Re: [PATCH 12/12] PCI/pciehp: Use device managed allocations

Lukas Wunner <lukas@xxxxxxxxx> · Tue, 25 Sep 2018 09:13:11 +0200

On Mon, Sep 24, 2018 at 06:43:07PM -0500, Bjorn Helgaas wrote:
> On Sat, Sep 22, 2018 at 08:10:57PM +0200, Lukas Wunner wrote:
> > This cannot happen with what's in v4.19 or on the pci/hotplug branch
> > because the IRQ is released right after the call to pci_hp_del().
> > If the button_work happens to be scheduled afterwards, it will call
> > irq_wake_thread(ctrl->pcie->irq, ctrl).  Now if you look at the
> > implementation of irq_wake_thread(), it iterates over all the
> > actions of the IRQ (in case it's shared by multiple devices) and
> > finds the action which matches the ctrl pointer.  But because we've
> > already released the IRQ at that point, it won't find the IRQ action
> > and just return.  So irq_wake_thread() essentially becomes a no-op.
> 
> This seems like a very subtle issue that we're likely to trip over
> again.  I assume most drivers can use device-managed IRQs safely, but
> it's a problem here because of the extra complexity around
> hotplug_slot?  Is there some way we can make it less subtle, e.g., by
> moving the slot cleanup into the pci_destroy_dev() path or something?

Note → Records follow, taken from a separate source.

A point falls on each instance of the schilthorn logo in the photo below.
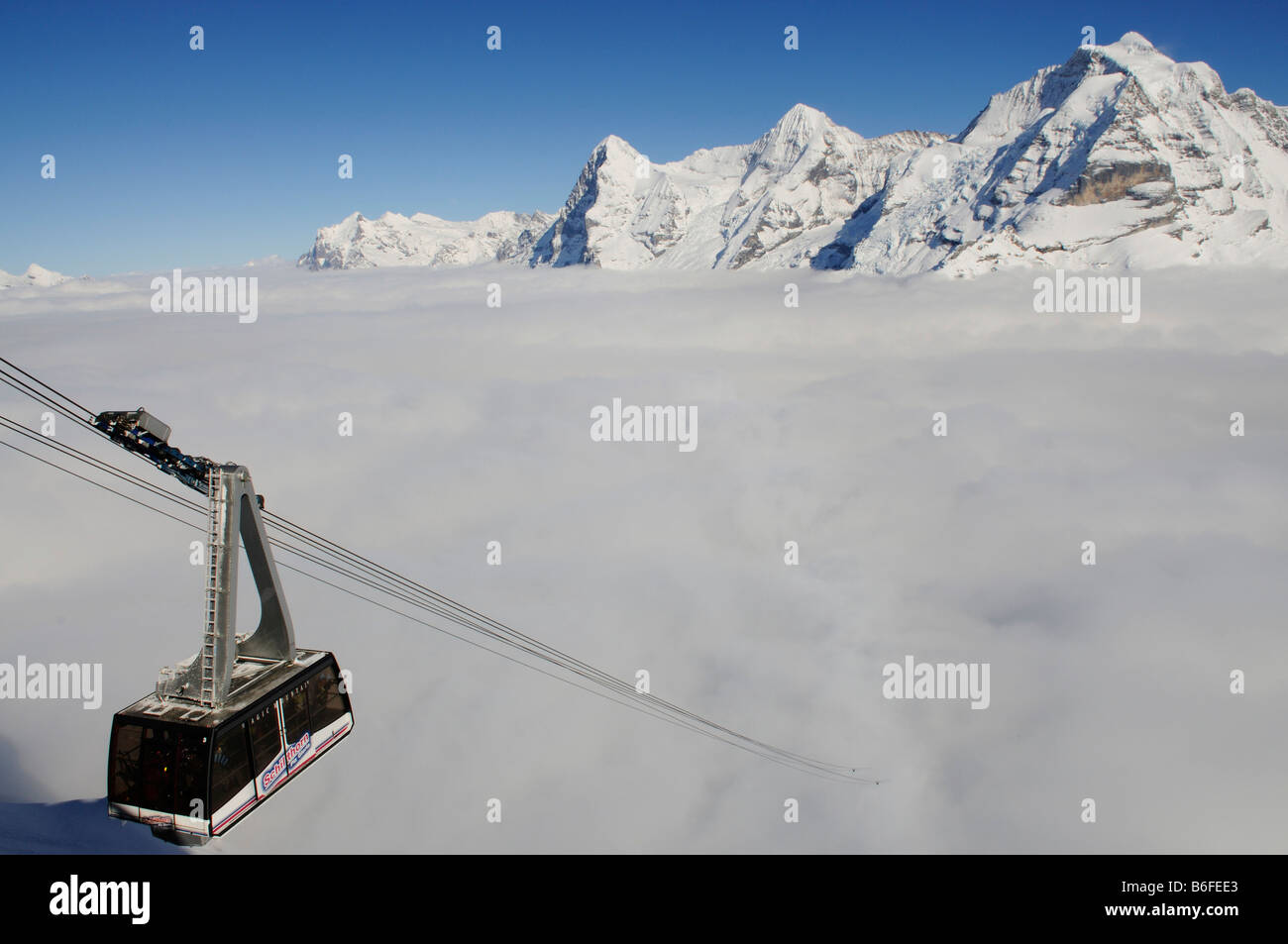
(54, 682)
(1087, 295)
(75, 896)
(618, 424)
(209, 295)
(940, 681)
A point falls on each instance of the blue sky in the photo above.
(168, 157)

The extra complexity is caused by the various ways in which events can
be triggered (Slot Status register change, sysfs, button_work) plus the
deregistration of hotplug_slot.  Teardown paths are always hard, I don't
really see a better code solution, but I should add more code comments to
make it less subtle.

> Is there some value we get from having both struct hotplug_slot and
> struct pci_slot?

When Alex Chiang introduced struct pci_slot, he thought of migrating
struct hotplug_slot into it.  See the "migrate over time" code comment
in commit f46753c5e354.  (It got changed to "move here" by 0aa0f5d1084c.)

On the current pci/hotplug branch, I've embedded struct hotplug_slot
in each hotplug driver's struct slot.  But that doesn't preclude
merging struct hotplug_slot into struct pci_slot, the hotplug drivers
would just have to embed a struct pci_slot instead, or struct pci_slot
would be embedded in struct hotplug_slot.

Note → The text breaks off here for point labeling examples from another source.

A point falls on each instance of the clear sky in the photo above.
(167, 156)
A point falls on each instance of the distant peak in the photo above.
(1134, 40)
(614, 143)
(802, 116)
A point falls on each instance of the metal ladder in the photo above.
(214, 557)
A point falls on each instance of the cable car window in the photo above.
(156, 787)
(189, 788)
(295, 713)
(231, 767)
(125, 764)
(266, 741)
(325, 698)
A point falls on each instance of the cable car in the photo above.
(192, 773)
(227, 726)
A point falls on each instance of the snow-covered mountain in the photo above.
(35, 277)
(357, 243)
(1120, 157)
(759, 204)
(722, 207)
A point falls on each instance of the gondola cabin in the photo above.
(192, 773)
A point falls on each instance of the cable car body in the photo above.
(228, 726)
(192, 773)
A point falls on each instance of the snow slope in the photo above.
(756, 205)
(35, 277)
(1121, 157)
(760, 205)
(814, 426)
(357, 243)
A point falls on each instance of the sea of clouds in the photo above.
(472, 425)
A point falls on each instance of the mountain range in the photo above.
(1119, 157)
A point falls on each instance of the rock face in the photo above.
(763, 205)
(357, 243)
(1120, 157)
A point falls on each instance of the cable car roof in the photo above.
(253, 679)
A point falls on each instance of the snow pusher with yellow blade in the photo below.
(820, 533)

TBH the rationale behind all the different structs isn't quite clear
to me, e.g. struct pci_slot is also used for non-hotplug slots it seems,
see 8344b568f5bd.

(Note, Alex is no longer reachable under his hp.com address, same for
his canonical.com address.)

> > While I had thought of using devm_kzalloc(), I also knew that Bjorn
> > wants to get rid of portdrv and I didn't want to make any changes that
> > might constrain the future design of portdrv.  Right now, portdrv
> > creates a sub-device for each service and service drivers bind to it.
> > An alternative design could either be a single driver that binds to
> > ports and handles all services at once (probably wouldn't be all that
> > different to the current situation), or no driver would be bound to
> > ports and the functionality of the port services would be handled
> > within the core.  In either case we have the pci_dev of the port to
> > attach the device-managed allocations to, so I suppose using
> > devm_kzalloc() here isn't constraining us all that much, hence
> > seems fine.
> 
> I'd *like* to get rid of portdrv, but I don't see a clear path to do
> that yet, so it might be impractical.  One reason I don't like it is
> that only one driver can bind to a device, so portdrv prevents us from
> having drivers for device-specific bridge features like performance
> monitors.  For that reason, I'd like to have the architected services
> handled directly in the core.

Hm, well in that case we can't use devm_*() at all, as Benjamin
Herrenschmidt has just correctly pointed out, devres_release_all()
is called both on driver unbind in __device_release_driver() as well
as on device destruction in device_release().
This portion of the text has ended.